2.4.3.    Inmediatez. La sentencia de la Sección Primera de la   Sala de lo Contencioso Administrativo del Consejo de Estado fue proferida el   pasado 26 de julio de 2012[6].   Por su parte, la solicitud de nulidad contra la anterior decisión fue resuelta   -como lo señalan ambas partes- mediante auto del 18 de julio de 2013. La acción   constitucional fue presentada el 23 de octubre del citado año, con lo cual se   satisface el requisito de inmediatez de conformidad con los postulados de   razonabilidad establecidos por la jurisprudencia de esta Corporación.    

2.4.5. Que en caso de tratarse de una irregularidad procesal, esta tenga   incidencia directa en la decisión que se alega como vulneradora de los derechos   fundamentales.  Teniendo en cuenta que en el caso particular no se alega la existencia de un   defecto procedimental, el presente requisito no resulta aplicable.    

2.4.6. Que no   se trate de sentencias de tutela. Se discuten   presuntas irregularidades en sentencias de naturaleza contenciosa administrativa   y por lo tanto, se satisface el último de los requisitos formales de   procedencia.     

3. Problema Jurídico    

¿Se vulneró el derecho   fundamental al debido proceso de la Congregación de   Hermanas Franciscanas Misioneras de María Auxiliadora -Clínica La Asunción- por   parte de las autoridades judiciales accionadas con la presunta omisión de   valoración de uno de los actos administrativos que hacían parte del proceso de   nulidad y restablecimiento del derecho iniciado por esta en contra de la   Dirección de Impuestos y Aduanas Nacionales?    
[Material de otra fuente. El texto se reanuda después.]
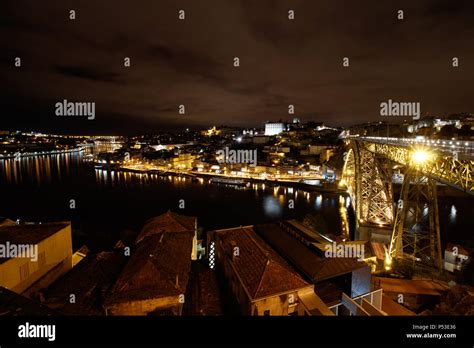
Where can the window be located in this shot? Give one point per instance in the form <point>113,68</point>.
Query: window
<point>24,271</point>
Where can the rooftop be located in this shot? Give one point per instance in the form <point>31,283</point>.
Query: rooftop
<point>158,267</point>
<point>313,266</point>
<point>28,233</point>
<point>168,222</point>
<point>262,271</point>
<point>14,304</point>
<point>88,281</point>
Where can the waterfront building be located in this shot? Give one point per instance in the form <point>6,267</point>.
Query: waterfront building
<point>260,280</point>
<point>47,254</point>
<point>155,279</point>
<point>274,128</point>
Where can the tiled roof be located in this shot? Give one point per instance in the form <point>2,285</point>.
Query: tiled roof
<point>168,222</point>
<point>14,304</point>
<point>313,266</point>
<point>260,268</point>
<point>89,281</point>
<point>28,233</point>
<point>158,267</point>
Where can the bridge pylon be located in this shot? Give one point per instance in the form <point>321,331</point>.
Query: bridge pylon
<point>369,185</point>
<point>416,235</point>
4. Vulneración al   derecho fundamental al debido proceso como consecuencia de una omisión en la   valoración probatoria.    

4.1. Requisitos especiales para la procedencia de la   acción de tutela contra providencias judiciales.    

4.1.1. Una vez superados los requisitos generales de   procedibilidad, la Corte ha advertido que se debe probar la existencia de un   defecto de tal magnitud que vulnera de forma evidente el debido proceso y    que resulte determinante para el sentido del fallo o la decisión plasmada en la   providencia judicial. Se ha establecido que los presupuestos materiales que   configurarían una vulneración al debido proceso, son:    

a. Defecto orgánico, que se presenta cuando el   funcionario judicial que profirió la providencia impugnada, carece,   absolutamente, de competencia para ello.    

b. Defecto procedimental absoluto, que se origina cuando   el juez actuó completamente al margen del procedimiento establecido.    

c. Defecto fáctico, que surge cuando el juez carece del   apoyo probatorio que permita la aplicación del supuesto legal en el que se   sustenta la decisión.    

d. Defecto material o sustantivo, como son los casos en   que se decide con base en normas inexistentes o inconstitucionales o que   presentan una evidente y grosera contradicción entre los fundamentos y la   decisión.    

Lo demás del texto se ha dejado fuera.